# What's the best type of grazing grass?



## PaintHorseMares (Apr 19, 2008)

What part of the country are you in? (I'm assuming South, perhaps TX, since you mentioned St. Augustine).


----------



## RunningFree27 (Dec 14, 2009)

*Florida*

Florida-- also, can horses eat dollar weed?


----------



## PaintHorseMares (Apr 19, 2008)

RunningFree27 said:


> Florida-- also, can horses eat dollar weed?


In Florida, I believe one of the Bermuda grass varieties is most commonly used for grazing.
As for dollar weed, I don't see it on the harmful plant list, but I don't know if they'll eat it.


----------



## RunningFree27 (Dec 14, 2009)

*Thanks!*

Ok, thanks so much!


----------



## PaintHorseMares (Apr 19, 2008)

RunningFree27 said:


> Ok, thanks so much!


Check out this link, too. It appears to have good info on Florida grasses for horse grazing.

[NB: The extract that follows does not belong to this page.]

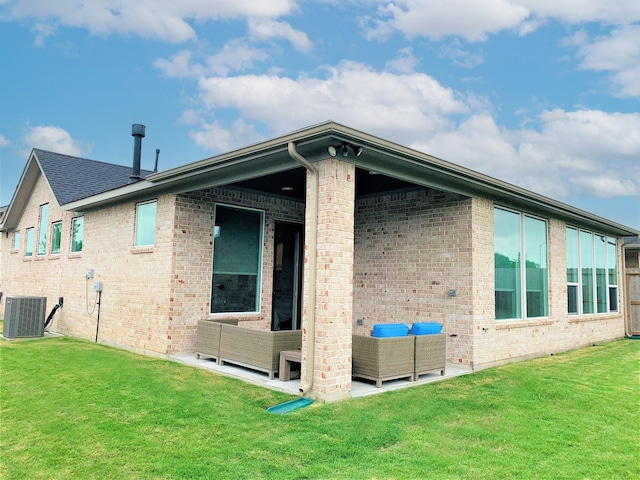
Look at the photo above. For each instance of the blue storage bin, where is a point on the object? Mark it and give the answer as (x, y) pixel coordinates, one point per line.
(382, 330)
(425, 328)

Horse Pasture Management - Hancock Farm and Seed Company


----------



## justsambam08 (Sep 26, 2009)

If you head out to your local TSC, they have a mix in their yard/gardening section called "horse grass" or something like that. I have no idea what kind of mix it is, but we use it in our front pastures and front lawn, so the horses can be hand grazed.


----------



## kitten_Val (Apr 25, 2007)

I'd think Bermuda - I believe that's what is in southern states. We have orchard, timothy, clover, rye, kentucky blue here, but FL is much warmer.


----------



## draftrider (Mar 31, 2010)

Our pasture is mostly native prairie grasses. I know there is some clover, some alfalfa, but for the most part its buffalo grass.


----------